Private-Placement Guide Zeros In On Due Diligence of Broker/Dealers
Following the Medical Capital Holdings debacle and other problematic private-placement deals, the private-placement industry has decided to create a best practices guide aimed at broker/dealers that sell the high-risk products to investors.
As reported Oct. 19 article by Investment News, the guide will focus on three areas: private placements, oil and gas deals, and real estate funds.
A draft of the proposed guide was presented at a recent annual meeting of the Real Estate Investment Securities Association.

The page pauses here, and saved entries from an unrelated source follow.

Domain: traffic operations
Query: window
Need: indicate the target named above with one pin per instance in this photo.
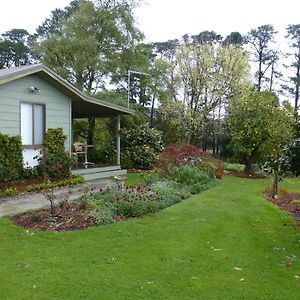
(32, 123)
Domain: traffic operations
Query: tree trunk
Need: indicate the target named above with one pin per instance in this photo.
(275, 185)
(248, 166)
(90, 131)
(152, 111)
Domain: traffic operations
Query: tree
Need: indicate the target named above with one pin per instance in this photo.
(208, 78)
(206, 37)
(260, 128)
(234, 38)
(293, 33)
(259, 40)
(85, 43)
(14, 49)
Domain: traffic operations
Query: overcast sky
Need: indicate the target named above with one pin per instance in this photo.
(161, 20)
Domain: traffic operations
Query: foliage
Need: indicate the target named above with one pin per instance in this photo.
(234, 167)
(102, 216)
(207, 78)
(141, 147)
(14, 48)
(160, 252)
(56, 161)
(11, 158)
(87, 44)
(259, 40)
(10, 191)
(260, 128)
(293, 157)
(192, 178)
(293, 85)
(177, 154)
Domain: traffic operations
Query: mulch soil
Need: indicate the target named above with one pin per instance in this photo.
(285, 202)
(67, 217)
(21, 185)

Last year, the Securities and Exchange Commission (SEC) levied fraud charges against two private placement issuers, Medical Capital Holdings and Provident Royalties LLC. Together, Medical Capital and Provident raised an estimated $2.7 billion, with each selling their offerings through networks of independent broker/dealers. Today, many of the broker/dealers involved in the sales – such as Securities America – are the subject of arbitration claims from investors and investigations from state securities regulators.
Provident and Medical Capital have since shut down. Amid their demise, a number of broker/dealers have said that they relied on outside reports for the information they disclosed about the products to investors.
That doesn’t mean broker/dealers are off the hook for performing their own due diligence, however. Earlier this year, the Financial Industry Regulatory Authority (FINRA) issued a notice to members stating that firms can’t rely solely on the private- placement sponsor for third-party due diligence.
“When presented with red flags, the broker-dealer must do more than simply rely upon representations by [an] issuer’s management, the disclosure in an offering document, or even a due diligence report of [an] issuer’s counsel,” the notice reads.
REISA’s due-diligence best-practices guide is designed to address those issues.